True to form Bisram couldn’t suppress his bigotry that “Critchlow was a hero to the African working class.” He is wrong again. Critchlow’s passionate representation for the Indian indentured workers caused them to nickname him “Black Crosby” after a famous Immigration Agent General.
All Guyanese should be proud of Critchlow because of what he did and made possible for us and he should be honoured in spite of his race. Critchlow is Guyana’s second national hero. He is also the hero for trade unionism in the former British Commonwealth. His legacy spreads far and wide and continues to impact the life of every citizen. And if with this superb track record Bisram thinks he “was a hero to the African working class,” I’d say he is worthy of continued acclamation!
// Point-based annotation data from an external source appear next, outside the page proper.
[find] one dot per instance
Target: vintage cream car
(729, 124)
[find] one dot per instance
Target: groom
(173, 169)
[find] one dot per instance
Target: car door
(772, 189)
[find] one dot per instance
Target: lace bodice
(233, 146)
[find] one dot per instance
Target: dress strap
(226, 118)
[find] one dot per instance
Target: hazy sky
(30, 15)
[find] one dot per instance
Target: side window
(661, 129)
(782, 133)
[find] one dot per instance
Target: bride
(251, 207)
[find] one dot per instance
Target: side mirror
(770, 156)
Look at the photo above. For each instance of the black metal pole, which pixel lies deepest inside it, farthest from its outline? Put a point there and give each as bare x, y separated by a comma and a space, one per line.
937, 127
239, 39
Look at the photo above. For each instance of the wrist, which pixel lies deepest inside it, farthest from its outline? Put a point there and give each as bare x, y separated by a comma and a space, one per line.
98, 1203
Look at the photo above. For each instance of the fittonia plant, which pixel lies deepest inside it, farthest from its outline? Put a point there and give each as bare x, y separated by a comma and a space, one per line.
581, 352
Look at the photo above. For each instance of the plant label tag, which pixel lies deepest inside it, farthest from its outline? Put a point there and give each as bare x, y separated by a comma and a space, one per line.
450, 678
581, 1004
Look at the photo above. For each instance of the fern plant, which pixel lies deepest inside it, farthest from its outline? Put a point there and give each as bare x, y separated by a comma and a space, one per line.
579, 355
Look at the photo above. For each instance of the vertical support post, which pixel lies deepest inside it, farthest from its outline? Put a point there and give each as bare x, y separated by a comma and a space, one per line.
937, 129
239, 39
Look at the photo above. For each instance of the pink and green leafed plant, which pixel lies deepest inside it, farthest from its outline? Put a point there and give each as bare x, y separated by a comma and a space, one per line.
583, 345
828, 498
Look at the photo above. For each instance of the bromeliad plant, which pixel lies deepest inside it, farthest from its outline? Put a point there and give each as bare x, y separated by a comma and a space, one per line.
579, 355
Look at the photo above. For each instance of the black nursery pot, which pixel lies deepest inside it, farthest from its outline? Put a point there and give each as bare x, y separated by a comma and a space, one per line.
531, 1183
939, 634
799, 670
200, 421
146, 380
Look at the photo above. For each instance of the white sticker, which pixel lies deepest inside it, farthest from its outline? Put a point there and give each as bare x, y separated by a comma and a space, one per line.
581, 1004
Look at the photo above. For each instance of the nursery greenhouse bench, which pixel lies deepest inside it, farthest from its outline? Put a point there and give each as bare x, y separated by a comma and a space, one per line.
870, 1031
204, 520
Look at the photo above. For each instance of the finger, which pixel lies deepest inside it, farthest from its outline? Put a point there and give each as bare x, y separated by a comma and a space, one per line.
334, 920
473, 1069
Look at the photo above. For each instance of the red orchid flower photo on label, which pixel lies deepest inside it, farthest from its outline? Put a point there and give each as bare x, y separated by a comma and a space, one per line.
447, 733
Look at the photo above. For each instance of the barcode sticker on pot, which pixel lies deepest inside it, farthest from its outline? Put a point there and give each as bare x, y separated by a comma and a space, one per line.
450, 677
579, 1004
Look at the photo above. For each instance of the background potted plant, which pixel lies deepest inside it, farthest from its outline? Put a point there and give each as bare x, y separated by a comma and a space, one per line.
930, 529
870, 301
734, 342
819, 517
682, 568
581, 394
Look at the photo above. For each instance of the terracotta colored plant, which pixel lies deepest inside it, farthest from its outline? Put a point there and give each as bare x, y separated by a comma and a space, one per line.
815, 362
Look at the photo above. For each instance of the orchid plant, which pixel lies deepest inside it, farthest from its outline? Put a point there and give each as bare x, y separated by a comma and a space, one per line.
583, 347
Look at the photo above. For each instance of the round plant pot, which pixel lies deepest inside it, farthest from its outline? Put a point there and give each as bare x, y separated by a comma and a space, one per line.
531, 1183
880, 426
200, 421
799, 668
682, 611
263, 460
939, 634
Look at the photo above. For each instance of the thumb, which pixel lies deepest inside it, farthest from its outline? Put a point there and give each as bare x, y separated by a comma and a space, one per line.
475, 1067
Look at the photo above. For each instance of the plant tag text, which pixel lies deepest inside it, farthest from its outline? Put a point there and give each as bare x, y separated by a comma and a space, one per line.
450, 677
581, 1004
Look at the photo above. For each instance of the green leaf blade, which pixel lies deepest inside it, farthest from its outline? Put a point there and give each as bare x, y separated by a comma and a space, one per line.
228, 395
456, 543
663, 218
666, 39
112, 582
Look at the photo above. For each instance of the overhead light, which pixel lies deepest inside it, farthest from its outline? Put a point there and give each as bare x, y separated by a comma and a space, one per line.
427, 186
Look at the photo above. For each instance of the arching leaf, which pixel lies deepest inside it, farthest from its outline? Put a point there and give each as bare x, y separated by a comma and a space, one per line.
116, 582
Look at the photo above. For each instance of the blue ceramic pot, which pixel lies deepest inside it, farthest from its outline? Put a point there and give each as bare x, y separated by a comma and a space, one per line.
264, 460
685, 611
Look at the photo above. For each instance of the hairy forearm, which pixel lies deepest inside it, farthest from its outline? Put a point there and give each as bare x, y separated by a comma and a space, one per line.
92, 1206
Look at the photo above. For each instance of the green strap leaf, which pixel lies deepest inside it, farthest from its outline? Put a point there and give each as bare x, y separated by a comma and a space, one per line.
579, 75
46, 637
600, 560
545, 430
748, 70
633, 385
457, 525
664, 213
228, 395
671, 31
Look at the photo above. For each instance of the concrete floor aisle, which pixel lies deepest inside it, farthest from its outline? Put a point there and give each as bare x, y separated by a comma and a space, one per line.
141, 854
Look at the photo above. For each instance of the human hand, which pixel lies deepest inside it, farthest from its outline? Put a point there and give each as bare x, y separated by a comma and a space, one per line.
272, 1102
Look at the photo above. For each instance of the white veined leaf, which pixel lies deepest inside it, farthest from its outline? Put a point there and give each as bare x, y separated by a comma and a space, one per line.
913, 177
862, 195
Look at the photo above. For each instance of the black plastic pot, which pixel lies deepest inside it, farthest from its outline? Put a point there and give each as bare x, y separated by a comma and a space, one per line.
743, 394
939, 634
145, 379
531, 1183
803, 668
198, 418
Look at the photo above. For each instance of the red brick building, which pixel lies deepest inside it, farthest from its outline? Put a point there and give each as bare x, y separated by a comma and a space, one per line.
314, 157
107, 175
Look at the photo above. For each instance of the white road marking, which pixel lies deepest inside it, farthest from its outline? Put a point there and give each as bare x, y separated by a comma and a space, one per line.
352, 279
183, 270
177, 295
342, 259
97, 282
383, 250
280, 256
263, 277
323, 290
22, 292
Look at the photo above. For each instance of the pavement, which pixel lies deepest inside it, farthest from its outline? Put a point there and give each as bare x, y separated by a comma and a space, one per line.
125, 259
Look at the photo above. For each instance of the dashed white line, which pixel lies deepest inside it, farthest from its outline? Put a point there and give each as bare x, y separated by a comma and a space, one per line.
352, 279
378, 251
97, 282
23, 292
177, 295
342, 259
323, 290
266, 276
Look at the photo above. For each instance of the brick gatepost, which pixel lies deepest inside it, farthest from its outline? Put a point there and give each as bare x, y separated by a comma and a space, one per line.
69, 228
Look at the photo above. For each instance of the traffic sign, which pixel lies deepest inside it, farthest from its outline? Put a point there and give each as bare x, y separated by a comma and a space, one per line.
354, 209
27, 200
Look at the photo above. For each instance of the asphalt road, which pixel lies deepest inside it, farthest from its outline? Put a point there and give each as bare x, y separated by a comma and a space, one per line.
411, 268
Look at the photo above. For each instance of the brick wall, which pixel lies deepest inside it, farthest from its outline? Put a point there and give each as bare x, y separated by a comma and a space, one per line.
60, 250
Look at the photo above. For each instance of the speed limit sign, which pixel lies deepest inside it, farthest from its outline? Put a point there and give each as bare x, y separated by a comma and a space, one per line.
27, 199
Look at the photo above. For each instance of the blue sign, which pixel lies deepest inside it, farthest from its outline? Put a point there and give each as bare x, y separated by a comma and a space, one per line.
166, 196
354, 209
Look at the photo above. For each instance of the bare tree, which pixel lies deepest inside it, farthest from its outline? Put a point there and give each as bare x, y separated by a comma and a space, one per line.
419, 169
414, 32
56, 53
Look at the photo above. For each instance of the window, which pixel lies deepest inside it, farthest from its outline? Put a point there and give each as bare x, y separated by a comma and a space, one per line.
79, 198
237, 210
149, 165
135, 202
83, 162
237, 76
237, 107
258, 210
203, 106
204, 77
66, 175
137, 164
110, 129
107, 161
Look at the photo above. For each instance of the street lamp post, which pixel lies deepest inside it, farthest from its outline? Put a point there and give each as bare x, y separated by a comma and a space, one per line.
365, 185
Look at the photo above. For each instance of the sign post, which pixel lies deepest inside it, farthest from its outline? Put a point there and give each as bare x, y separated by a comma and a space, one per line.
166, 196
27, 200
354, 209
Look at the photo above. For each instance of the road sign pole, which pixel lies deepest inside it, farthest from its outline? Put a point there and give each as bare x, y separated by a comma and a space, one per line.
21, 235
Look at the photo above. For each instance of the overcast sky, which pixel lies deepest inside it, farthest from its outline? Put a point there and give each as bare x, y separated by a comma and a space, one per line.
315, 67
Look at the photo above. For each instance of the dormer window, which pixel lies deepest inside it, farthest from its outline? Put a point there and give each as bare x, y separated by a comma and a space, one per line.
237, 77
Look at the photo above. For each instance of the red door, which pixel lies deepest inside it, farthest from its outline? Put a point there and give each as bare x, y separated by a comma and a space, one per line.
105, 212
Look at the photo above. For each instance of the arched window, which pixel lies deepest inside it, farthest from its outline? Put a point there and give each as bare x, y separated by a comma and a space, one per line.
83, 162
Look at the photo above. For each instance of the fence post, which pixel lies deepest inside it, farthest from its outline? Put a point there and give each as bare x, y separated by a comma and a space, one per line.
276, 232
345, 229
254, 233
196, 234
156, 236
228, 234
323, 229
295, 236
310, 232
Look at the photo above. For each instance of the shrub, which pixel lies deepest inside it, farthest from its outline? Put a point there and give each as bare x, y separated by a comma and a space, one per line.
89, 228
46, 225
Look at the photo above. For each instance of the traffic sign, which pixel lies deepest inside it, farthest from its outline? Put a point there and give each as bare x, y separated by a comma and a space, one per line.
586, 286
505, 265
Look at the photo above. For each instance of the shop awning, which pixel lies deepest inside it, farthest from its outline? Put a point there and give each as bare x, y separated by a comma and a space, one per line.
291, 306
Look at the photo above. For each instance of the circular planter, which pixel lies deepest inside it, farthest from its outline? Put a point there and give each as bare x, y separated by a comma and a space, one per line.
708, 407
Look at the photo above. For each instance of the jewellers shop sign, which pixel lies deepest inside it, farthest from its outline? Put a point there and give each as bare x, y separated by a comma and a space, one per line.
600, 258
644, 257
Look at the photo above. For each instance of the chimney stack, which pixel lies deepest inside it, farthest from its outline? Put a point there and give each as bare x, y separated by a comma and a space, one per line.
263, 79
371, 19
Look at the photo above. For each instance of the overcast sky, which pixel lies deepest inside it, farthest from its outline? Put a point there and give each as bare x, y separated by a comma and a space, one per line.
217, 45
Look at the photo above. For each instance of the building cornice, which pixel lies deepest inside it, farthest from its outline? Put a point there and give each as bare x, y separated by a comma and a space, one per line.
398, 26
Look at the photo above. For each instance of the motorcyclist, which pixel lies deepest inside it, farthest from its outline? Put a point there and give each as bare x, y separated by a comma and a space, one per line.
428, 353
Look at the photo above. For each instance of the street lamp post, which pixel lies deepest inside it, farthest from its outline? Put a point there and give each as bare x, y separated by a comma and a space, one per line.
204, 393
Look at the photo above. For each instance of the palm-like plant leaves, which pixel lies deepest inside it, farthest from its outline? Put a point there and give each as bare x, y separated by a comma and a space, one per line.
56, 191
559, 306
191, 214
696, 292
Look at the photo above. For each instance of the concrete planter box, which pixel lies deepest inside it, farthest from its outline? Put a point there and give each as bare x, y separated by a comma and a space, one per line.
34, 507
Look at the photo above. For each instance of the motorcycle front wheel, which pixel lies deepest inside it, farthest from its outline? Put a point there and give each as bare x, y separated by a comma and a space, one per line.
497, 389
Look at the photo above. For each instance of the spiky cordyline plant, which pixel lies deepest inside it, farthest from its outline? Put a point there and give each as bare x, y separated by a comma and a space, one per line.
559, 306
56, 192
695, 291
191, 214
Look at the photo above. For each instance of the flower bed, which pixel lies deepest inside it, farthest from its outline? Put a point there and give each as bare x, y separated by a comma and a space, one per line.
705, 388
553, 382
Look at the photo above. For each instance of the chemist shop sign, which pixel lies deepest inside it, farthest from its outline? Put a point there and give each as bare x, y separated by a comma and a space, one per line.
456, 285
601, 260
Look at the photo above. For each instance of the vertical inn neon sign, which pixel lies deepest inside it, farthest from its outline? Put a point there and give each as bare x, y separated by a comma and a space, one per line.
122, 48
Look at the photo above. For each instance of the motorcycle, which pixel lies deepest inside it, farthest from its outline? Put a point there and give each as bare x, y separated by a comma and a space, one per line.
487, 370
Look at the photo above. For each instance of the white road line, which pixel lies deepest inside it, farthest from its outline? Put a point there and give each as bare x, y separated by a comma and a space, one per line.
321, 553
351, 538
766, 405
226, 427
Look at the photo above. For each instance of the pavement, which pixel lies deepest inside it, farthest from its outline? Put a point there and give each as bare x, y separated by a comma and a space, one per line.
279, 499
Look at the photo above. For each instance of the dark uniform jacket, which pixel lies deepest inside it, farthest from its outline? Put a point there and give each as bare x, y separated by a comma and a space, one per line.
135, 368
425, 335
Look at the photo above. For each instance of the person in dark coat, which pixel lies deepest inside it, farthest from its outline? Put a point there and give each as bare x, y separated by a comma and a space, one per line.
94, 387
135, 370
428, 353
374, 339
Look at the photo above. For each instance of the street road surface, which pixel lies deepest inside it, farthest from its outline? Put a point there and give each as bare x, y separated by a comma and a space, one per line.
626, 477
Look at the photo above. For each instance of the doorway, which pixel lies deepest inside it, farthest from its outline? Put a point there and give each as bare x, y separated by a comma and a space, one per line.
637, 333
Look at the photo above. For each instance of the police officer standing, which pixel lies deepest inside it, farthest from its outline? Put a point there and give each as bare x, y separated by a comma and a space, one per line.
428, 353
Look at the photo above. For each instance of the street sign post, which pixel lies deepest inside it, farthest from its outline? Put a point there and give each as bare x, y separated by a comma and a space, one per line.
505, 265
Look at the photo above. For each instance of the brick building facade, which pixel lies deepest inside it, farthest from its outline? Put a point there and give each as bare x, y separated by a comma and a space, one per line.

This society is being fed daily distorted diet of “28 years” and is told African leaders did nothing good for this country and the citizens. And for the last 20 years Africans are projected and being treated as undeserving, unequal, incapable of leading, and should be on the fringe of society. Roger Luncheon under oath in a court of law confessed the PPP could not find any suitable African to be ambassador. In this environment, Critchlow is just what the doctor would order! For his track record speaks for itself and can motivate, inspire and heal the wounds of a people and remind them of their capabilities and contributions to this society. Most importantly it empowers them to confront the bigots, pursue their dreams, and stand up for what is just and fair.
In closing Bisram is advised that I am within my right to be angry at his bigotry and fabrication of history. And as for a civil discourse, he will never understand civility even if it stares him in the face or drops on his head, for civility starts with respect for self and the other, none of which he possesses, given the nonsense he spews!